The controversy around creatine comes from it’s possible side effects, particularly damage to the kidneys, as they deal with its waste product known as creatinine. While this is in theory a possibility, the well known guidelines on the maximum amount of creatine to use and how to take it are there for good reason. Only doses taken well in excess of these produce a very small number of cases where creatine was suspected as being the cause, though this was never proven.
Creatine is actually one of the most tested supplements available, and more realistic possible side effects are stomach cramps, nausea, diarrhoea, muscle cramps and weight gain. And even these are rare. Some of them come from simple dehydration as creatine takes water from other areas of the body, so drinking more fluids will prevent muscle cramps. While stomach cramps and diarrhoea can just be a reaction to a certain brand, especially one that has a carrier (see below) already mixed in. Simply trying a different brand can solve the problem.
How Much Creatine To Take
The precise amount of creatine you should be taking depends on how much you weigh. The general guide and the one that most reputable creatine supplement companies suggest is 20 grams a day when loading and 5 grams a day for maintenance. What this means is when you first start taking it, take 20 grams a day in measures of no more than 5 grams each time. This will ensure that you get the maximum amount of creatine stored in your body as possible. After this, the general guide is to take 5 grams a day to replace the creatine used during workouts for 4 – 8 weeks, then take none at all for about 4 weeks before returning to the loading phase.
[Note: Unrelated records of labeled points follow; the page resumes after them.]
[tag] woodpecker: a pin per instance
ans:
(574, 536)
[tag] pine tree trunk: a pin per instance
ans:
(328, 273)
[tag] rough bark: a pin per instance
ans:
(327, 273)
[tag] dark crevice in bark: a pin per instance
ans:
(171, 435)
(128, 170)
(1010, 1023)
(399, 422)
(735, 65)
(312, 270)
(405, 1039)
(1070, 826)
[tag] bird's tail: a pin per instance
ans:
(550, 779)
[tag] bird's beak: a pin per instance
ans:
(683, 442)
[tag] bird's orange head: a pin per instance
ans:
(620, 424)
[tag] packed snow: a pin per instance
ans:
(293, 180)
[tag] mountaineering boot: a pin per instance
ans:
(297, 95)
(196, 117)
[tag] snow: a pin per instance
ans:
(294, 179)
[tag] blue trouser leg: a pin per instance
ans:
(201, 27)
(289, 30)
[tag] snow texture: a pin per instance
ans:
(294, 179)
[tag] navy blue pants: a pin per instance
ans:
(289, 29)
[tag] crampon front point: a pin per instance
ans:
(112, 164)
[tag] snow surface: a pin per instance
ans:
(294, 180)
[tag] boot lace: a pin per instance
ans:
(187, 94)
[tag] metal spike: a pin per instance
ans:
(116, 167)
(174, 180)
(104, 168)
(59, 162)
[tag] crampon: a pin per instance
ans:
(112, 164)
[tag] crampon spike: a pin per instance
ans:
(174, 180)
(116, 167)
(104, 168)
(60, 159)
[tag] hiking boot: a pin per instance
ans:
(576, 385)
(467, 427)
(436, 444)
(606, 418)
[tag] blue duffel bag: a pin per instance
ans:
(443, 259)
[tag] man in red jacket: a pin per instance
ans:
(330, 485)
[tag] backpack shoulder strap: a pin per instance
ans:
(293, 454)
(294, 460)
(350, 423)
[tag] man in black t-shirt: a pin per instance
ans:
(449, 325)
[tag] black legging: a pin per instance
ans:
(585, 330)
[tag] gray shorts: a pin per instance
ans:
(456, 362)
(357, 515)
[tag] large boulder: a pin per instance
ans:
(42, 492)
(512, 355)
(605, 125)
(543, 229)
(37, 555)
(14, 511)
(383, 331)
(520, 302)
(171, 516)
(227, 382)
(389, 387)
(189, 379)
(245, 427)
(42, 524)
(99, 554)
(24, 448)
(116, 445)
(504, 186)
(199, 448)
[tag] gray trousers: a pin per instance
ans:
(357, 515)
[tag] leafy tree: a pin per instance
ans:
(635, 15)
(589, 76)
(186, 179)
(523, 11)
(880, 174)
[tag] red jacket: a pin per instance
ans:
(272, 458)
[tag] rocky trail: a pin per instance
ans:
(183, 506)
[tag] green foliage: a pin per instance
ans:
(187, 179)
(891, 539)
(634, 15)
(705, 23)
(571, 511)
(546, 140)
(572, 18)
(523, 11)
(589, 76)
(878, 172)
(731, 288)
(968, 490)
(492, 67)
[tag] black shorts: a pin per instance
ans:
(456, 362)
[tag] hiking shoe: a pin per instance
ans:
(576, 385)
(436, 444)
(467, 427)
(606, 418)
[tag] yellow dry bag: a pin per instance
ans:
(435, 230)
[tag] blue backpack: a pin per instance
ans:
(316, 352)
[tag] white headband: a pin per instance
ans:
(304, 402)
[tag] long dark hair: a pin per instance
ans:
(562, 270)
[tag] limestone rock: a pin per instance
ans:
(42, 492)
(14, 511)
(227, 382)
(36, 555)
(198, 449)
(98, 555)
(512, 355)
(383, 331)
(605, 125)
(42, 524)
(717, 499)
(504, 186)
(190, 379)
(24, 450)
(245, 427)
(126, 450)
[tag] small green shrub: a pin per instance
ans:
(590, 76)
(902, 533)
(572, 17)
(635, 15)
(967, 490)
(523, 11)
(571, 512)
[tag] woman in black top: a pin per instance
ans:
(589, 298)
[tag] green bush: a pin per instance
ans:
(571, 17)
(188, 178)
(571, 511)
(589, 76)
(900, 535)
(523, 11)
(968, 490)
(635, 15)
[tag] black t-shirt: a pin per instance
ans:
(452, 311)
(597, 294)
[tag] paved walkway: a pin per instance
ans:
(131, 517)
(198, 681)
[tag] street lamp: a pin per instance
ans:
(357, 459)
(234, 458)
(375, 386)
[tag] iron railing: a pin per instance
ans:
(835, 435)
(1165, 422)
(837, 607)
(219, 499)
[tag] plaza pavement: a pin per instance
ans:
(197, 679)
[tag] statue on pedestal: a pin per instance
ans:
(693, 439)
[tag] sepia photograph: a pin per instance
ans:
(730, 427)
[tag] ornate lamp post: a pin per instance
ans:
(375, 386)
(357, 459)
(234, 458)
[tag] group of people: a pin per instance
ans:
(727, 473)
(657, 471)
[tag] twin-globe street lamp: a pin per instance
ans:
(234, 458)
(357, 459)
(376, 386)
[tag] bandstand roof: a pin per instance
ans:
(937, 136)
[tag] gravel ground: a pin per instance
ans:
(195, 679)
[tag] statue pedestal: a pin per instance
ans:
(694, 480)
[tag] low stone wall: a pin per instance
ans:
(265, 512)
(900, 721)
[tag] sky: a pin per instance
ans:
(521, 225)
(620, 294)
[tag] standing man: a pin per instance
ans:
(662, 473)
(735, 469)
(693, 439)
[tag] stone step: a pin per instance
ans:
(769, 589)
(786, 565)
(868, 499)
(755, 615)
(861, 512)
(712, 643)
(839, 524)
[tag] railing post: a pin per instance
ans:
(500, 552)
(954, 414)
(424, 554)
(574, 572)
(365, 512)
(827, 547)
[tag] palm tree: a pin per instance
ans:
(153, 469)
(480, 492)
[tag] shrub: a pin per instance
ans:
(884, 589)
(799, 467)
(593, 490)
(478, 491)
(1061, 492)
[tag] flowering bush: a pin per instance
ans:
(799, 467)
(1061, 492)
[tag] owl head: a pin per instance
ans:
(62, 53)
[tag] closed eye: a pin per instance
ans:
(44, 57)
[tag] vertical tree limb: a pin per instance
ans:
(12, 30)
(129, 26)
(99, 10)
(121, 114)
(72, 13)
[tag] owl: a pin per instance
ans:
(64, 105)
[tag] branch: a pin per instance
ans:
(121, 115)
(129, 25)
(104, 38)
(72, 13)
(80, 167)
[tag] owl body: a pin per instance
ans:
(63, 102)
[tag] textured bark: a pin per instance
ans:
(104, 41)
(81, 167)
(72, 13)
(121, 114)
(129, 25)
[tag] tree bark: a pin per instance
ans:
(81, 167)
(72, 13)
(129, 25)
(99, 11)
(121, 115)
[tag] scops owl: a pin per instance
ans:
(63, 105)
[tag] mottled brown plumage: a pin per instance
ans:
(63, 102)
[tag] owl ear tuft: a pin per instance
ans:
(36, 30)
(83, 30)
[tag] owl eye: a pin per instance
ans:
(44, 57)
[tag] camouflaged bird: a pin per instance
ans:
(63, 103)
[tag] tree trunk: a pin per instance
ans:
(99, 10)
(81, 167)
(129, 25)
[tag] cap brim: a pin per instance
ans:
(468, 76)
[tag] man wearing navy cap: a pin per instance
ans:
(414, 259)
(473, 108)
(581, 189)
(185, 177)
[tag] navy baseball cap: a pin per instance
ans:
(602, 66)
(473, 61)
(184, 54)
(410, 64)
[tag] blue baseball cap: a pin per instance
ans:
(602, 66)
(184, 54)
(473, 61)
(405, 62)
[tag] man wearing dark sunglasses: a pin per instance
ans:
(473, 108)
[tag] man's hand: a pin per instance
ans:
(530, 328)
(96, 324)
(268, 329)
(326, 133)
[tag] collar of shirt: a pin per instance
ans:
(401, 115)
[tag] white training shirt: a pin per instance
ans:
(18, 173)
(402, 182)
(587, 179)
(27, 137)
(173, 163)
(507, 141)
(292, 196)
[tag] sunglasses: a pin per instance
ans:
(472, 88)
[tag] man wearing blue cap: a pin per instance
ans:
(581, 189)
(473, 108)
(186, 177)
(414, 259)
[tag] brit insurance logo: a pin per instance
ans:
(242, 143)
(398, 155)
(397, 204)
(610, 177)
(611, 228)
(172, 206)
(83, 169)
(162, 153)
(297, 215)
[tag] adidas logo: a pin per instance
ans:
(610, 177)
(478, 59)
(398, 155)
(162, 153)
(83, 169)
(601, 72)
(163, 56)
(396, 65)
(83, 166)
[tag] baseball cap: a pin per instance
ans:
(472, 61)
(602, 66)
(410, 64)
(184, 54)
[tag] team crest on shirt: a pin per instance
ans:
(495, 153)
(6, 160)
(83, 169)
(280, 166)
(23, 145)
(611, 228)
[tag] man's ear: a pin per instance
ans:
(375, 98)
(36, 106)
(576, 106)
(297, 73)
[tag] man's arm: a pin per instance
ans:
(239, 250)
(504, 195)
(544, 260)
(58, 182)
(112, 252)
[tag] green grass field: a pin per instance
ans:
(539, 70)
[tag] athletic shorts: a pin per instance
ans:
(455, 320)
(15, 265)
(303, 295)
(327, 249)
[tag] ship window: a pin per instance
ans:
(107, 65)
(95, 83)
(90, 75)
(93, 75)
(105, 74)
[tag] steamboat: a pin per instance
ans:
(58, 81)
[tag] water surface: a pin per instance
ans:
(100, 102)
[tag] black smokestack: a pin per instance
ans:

The reason for this is to allow the body to have to produce its own creatine so that natural functioning still occurs, plus many people find that the first couple of weeks of taking it is the best.
What Is A Creatine Carrier
I mentioned earlier that some creatine supplements come with a carrier, in other words dextrose or some other simple carbohydrate. This helps to increase uptake into the body. Not only are these more expensive however, they often don’t taste too good (to say the least) and are unnecessary. As long as you’re taking creatine with some form of carbohydrate, even a cheap fruit juice, you will get the same effects.
Personally I have found that taking creatine increases my weight by 4 or 5 pounds after a week or two, so obviously this is due to extra water being stored in my muscles. Being a hard gainer means that for me this is a good thing. But as I have a body fat percentage that is always below 10 percent I see no loss of definition, in my six pack or anywhere else. I do notice a slight increase in strength, but mostly I notice an increase in muscle endurance. For example, where I can only do 8 reps with a certain weight without creatine, with it I can get to 10 reps. So as I can train harder with it I keep my body fat down and increase my muscle mass. I take creatine for 6 – 8 weeks and then have 4 weeks without it, and I’ve never noticed any side effects.
So Is Creatine Good Or Bad For Your Six Pack?
Well that depends. If you don’t have any side effects it could help you train harder, and while in the short term it might cause your six pack to look a little softer, in the long term it will help the muscles develop. That means that when you stop taking it, your stronger, more impressive six pack will be revealed. If you’re curious about what creatine will do for you though, the only way to find out is to try it. As long as you stick to the guidelines for how much and how often you shouldn’t have any problems but if you’re unsure, ask your doctor first.